Developer guides / Define a Custom TPU/GPU Kernel

Define a Custom TPU/GPU Kernel

Author: jeffcarp
Date created: 2025/12/18
Last modified: 2025/12/18
Description: Write high-performance custom Keras layers for TPUs and GPUs.

View in Colab GitHub source

How to Write a Custom TPU or GPU Kernel in Keras

Keras has many pre-made layers to choose from, and the ability to easily create your own if you can't find the exact one you need. However, if you have a need for speed, or otherwise need to customize the exact behavior of your model at the hardware level, you may want to look into writing a custom kernel. A good way to know if you need a custom kernel is to look at the profile of your model and see if there are any idle gaps caused by computation or memory transfer bottlenecks (see the TensorBoard callback for how to get a profile).

This guide will explore how to write a custom kernel and add it to your Keras model. We will utilize Pallas, a library that lets you write kernels in Python that can run on both TPU or GPU, where they're lowered to Mosaic or Triton, respectively. You can learn more in the Pallas docs.

Compatibility note: Pallas is only available when using the JAX backend on certain hardware:

  • TPU v4 and above
  • NVIDIA Ampere GPUs (compute capability 8.0) and above

If you're running in Colab, the v5e-1 in the free tier supports running this guide.

First, make sure you're running the latest version of libtpu:

!pip install --upgrade -q "jax[tpu]" -f https://storage.googleapis.com/jax-releases/libtpu_releases.html
from functools import partial
import os
import time


os.environ["KERAS_BACKEND"] = "jax"

import jax
from jax.experimental import pallas as pl
import jax.numpy as jnp
import keras
[notice] To update, run: pip install --upgrade pip

/home/jeffcarp/venv/lib/python3.10/site-packages/jax/_src/cloud_tpu_init.py:84: UserWarning: Transparent hugepages are not enabled. TPU runtime startup and shutdown time should be significantly improved on TPU v5e and newer.
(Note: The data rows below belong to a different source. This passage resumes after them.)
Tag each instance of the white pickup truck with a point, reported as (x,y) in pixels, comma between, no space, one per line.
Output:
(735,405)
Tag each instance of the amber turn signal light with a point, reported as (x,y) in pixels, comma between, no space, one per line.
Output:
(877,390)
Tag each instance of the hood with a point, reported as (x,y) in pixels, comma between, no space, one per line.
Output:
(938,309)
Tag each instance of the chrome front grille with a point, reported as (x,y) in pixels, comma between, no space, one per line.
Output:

If not already set, you may need to enable transparent hugepages in your VM image (sudo sh -c "echo always > /sys/kernel/mm/transparent_hugepage/enabled")
  warnings.warn(

Simple Example

Let's start with the example from the Pallas quickstart: a simple kernel to add two vectors together.

def add_vectors_kernel(x_ref, y_ref, o_ref):
    """Pallas kernel for adding two vectors together."""
    x, y = x_ref[...], y_ref[...]
    o_ref[...] = x + y

Now jit-compile the Pallas function into a function that can be used by JAX.

@jax.jit
def add_vectors(x: jax.Array, y: jax.Array) -> jax.Array:
    return pl.pallas_call(
        add_vectors_kernel, out_shape=jax.ShapeDtypeStruct(x.shape, x.dtype)
    )(x, y)


add_vectors(jnp.arange(8), jnp.arange(8))
Array([ 0,  2,  4,  6,  8, 10, 12, 14], dtype=int32)

Now we can embed the jitted add_vectors function containing the Pallas kernel into a Keras layer, just by calling it there.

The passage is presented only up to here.